Compound EGFR mutation is defined as double or multiple mutations in the EGFR tyrosine kinase domain. Most compound mutations are combinations of the atypical mutation and typical mutations (exon19 deletion, L858R or G719X substitutions, or exon 20 insertion).[29] In this study, however, Ex19del/L858R compound mutations were detected in 2 cases in the 1-step centrifugation group. In a previous study,[30] among 3,925 patients with EGFR mutation, 5 (0.12%) possessed Ex19del/L858R according to sequencing analysis. Another study[31] revealed co-occurring Ex19del/L858R mutations in 10 patients (3.14%) among 318 patients with EGFR mutation. Three hypotheses may explain why both variants were identified. In subcloning analysis, Yokoyama et al[32] and Zhang et al[33] showed that complex mutations, including both Del-19 and L858R, were on the same allele. Sakurada et al[34] detected intratumoral tissue heterogeneity of EGFR mutations in lung adenocarcinoma. Two or more cells may have different EGFR mutation sites. Additionally, the possibility of experimental artifacts in small, paraffin-embedded samples has been reported,[35] but experimental artifacts can be excluded in the current study because we used cfDNA from whole blood.

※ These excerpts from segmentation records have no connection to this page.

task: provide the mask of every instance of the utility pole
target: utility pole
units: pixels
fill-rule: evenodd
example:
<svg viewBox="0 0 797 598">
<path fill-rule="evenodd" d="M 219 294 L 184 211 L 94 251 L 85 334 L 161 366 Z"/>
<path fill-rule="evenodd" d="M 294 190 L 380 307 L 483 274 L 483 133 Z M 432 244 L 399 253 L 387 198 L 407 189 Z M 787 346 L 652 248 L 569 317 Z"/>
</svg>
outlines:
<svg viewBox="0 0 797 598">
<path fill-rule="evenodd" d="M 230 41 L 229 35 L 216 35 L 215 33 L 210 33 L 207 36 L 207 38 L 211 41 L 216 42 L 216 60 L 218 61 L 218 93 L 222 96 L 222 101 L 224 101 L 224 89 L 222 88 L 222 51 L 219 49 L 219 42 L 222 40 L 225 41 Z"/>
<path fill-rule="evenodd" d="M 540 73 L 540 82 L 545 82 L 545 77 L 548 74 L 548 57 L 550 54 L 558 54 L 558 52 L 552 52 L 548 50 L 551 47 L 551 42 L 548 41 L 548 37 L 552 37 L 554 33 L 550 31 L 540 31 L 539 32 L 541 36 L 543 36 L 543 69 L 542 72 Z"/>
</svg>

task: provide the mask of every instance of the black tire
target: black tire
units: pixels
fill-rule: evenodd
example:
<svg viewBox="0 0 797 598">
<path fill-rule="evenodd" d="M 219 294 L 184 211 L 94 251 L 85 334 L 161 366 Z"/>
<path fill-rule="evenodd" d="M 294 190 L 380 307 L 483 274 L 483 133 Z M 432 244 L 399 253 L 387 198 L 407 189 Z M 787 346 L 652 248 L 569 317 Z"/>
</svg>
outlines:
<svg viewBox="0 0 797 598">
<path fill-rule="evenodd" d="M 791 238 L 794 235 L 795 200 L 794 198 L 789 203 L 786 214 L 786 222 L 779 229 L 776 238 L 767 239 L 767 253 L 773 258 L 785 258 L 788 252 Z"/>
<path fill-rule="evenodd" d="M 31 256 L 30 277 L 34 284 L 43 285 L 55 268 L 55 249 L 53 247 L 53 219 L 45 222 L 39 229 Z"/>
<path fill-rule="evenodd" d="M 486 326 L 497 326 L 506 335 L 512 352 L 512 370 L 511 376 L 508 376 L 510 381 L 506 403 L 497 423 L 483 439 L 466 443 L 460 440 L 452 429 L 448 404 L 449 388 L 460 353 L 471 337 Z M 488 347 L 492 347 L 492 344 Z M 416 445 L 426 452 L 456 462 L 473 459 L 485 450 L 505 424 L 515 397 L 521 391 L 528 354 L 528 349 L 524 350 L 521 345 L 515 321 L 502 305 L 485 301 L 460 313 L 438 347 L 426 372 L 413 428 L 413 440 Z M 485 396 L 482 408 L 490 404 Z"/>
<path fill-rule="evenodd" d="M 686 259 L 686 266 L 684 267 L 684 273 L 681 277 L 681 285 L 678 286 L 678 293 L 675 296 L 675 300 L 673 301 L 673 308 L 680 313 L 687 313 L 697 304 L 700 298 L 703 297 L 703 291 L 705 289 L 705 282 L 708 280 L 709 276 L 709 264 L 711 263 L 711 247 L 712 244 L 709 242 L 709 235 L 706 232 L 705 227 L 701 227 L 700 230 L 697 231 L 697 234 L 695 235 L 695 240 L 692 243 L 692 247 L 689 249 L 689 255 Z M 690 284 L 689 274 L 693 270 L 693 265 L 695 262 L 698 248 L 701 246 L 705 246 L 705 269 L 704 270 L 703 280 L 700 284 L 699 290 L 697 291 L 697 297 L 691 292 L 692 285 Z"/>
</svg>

One limitation of this study is that the 2 protocols were not performed simultaneously; thus, variability in reagent lots or storage conditions cannot be excluded. The high agreement between the results for 2-step centrifugation samples and those for the tissue, however, indicates that the dilution effect can be reduced by double-centrifugation. In addition, samples with differing EGFR mutations, as detected using the 2 protocols, could not be verified using next-generation sequencing or ddPCR, which are highly sensitive methods. We overcame other potential limitations, however, by collecting plasma from clinical patients in tubes containing preservatives, and the accuracy of the study results was validated using the plasma test results and tissue results from experiments conducted at specific time intervals.

Detecting EGFR mutations, even those at low frequencies, in the cfDNA can significantly affect the treatment approach for patients with lung cancer. Because EGFR mutations with low allele frequencies in cfDNA may be undetected in low-sensitivity tests, it is important to establish an optimal test process by analyzing preanalytical factors. Two-step, high-speed centrifugation is an optimization process that increases the sensitivity of the protocol required for detecting EGFR mutations in cfDNA.